In fact, I am not even saying Salesforce.com can do this quite yet. However, they are well-positioned to capitalize on this trend. And I think they will.

And I will also submit, that if the gigantic egoes of their CEOs would not be on the way, Salesforce.com and Webex would make a terrific merger, and can give SAP-Oracle a run for their money. Then, add in Netsuite, which is preparing its IPO - you have a completely separate alternative to the big boys!
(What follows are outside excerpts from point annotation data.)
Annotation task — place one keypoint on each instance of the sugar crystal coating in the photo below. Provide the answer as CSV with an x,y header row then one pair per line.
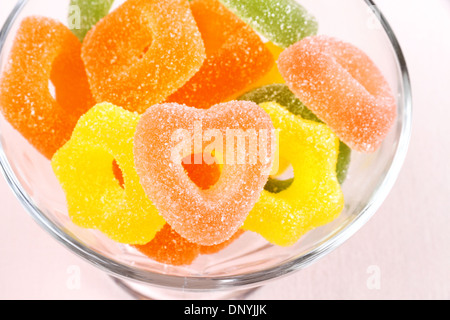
x,y
170,248
343,87
281,94
44,51
206,217
283,22
315,197
236,57
142,52
84,168
84,14
272,77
This segment is part 5 in a running series
Jump to part: 1, 2, How About a Middle Ground?, Webex & the Extended Enterprise, CRM & the Extended Enterprise, PLM & the Extended Enterprise, EE), Omniture and the Extended Enterprise, RightNow & the Extended Enterprise, , International, Aggregator?, Gobbling, Users, SaaS, SMB, Success, Nicely, Credit, SaaS in the Enterprise, Investing, Future, SaaS in SME, SaaS Impact on IT Infrastructure, Blogs, 1, 2, 3, 4, 5, 6, 7, 8, Fears, 9, 10, 11, 12, 13, Outsourcing?, Roundup, NetSuite and CRM, SaaS

Comments

Hi Sramana — Thanks for the excellent post. As the CEO of LucidEra (a company providing a complete Business Intelligence On Demand solution), I also see a trend in the extended enterprise. I agree that the four walls of a company are disintegrating, and the employees, data, and applications are no longer all contained behind a nice, neat firewall. As a result, the data you need to manage your operations becomes much more distributed than before. You need access to not only your own internal data, but also data residing within a partner’s organization, data coming from hosted solutions, data from the web, etc. So, reporting and analysis is very different in the extended enterprise, and benefits from having a hosted, on-demand solution accessible by all parties regardless of location. That’s why on-demand Business Intelligence is becoming a hot topic.

Also, you mention combining salesforce.com, NetSuite, and Webex to get an alternative to the big boys. If you add in on-demand Business Intelligence, then you truly have a complete alternative.

Ken Rudin Friday, February 23, 2007 at 5:01 PM PT

Indeed the future will see more on demand CRM implementations than traditional ones, and for sure the big boys will be missing out on this opportunity, but remember larry (the big boys) owns most of Netsuite and at least 5% of Salesforce.com, and maybe he owns other shares in other crm vendors who knows.